L’impatto dell’emergenza Covid nei centri di detenzione

Al momento si contano oltre 2 mila migranti bloccati nei centri di detenzione ufficiali libici e un numero imprecisato in quelli non ufficiali, controllati dalle diverse bande armate e fazioni in lotta, con oltre 400 mila gli sfollati interni a causa della guerra civile.

“Con oltre 480 contagi da coronavirus registrati ufficialmente nel paese, e molti altri che potrebbero non essere stati rilevati, in questo momento a preoccupare sempre di più è proprio la situazione sanitaria nei centri di detenzione dove si vive ammassati, in condizione di vera disumanità. – continua Pezzati – Un allarme rilanciato pochi giorni fa anche da Papa Francesco, a cui ci uniamo nel fare appello alla comunità internazionale, perché venga trovata il prima possibile una soluzione concreta per porre fine a violenze e abusi.”

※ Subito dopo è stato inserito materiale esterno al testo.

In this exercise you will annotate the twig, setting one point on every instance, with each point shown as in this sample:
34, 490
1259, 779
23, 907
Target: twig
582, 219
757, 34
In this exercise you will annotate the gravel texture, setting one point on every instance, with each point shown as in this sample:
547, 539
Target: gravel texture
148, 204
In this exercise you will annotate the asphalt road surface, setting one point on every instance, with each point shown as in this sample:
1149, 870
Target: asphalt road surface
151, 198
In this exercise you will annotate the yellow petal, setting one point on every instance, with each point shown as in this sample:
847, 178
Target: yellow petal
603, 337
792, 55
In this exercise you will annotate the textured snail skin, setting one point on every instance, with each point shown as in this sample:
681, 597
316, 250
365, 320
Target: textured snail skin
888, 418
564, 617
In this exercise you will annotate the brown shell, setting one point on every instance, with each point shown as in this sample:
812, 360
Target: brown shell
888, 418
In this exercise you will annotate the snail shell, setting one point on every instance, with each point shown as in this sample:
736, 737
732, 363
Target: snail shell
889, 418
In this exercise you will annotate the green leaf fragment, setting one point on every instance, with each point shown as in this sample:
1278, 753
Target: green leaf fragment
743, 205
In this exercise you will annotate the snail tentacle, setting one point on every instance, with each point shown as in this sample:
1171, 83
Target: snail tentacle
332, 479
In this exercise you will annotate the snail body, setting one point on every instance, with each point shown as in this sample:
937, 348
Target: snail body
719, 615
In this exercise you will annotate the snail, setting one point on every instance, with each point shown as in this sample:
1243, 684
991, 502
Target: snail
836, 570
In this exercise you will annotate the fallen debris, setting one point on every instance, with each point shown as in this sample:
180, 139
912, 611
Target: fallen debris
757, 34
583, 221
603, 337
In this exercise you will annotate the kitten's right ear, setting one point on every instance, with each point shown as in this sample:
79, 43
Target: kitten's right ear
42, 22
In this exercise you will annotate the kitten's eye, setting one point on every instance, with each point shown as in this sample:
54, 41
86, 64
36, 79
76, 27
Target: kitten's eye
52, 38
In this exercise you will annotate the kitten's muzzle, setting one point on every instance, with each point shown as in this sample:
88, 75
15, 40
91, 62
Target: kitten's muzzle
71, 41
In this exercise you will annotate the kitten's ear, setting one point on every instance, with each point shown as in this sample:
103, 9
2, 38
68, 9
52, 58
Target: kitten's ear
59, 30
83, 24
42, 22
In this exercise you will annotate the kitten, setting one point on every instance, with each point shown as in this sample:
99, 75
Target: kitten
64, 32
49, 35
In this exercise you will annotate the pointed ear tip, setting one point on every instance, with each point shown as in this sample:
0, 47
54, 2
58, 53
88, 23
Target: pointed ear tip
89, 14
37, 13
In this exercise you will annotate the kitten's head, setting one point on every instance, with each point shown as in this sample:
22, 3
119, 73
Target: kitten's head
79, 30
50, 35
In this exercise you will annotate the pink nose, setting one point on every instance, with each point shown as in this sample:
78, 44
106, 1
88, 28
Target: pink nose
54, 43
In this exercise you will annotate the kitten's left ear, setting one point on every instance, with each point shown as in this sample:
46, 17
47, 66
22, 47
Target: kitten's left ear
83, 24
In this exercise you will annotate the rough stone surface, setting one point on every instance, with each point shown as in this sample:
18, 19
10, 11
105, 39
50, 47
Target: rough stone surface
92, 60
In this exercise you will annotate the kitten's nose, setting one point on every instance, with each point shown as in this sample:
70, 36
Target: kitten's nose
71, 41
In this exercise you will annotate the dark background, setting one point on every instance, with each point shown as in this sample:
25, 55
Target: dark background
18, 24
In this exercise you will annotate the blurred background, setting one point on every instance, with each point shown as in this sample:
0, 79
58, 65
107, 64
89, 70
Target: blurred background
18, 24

Oltre 4.200 migranti riportati in Libia dall’inizio dell’anno

“A pochi giorni dal voto parlamentare sul rinnovo delle missioni militari italiane all’estero, chiediamo al Governo e ai partiti di maggioranza di congelare immediatamente gli stanziamenti per il 2020 diretti alle autorità e alla Guardia costiera libica, che solo quest’anno ha intercettato e riportato in un Paese in guerra oltre 4.200 migranti, quasi 1.400 in più rispetto allo stesso periodo dello scorso anno – conclude Pezzati – Il fragile cessate il fuoco appena raggiunto può essere l’occasione per definire un Piano di evacuazione, coordinato a livello europeo, di tutti i migranti e rifugiati detenuti arbitrariamente, proponendo inoltre un piano di riforme che metta fine alla loro detenzione obbligatoria e automatica. Finché l’Italia e l’Europa continueranno a girarsi dall’altra parte, avremo sulla nostra coscienza orrori indicibili che abbiamo contribuito a generare”.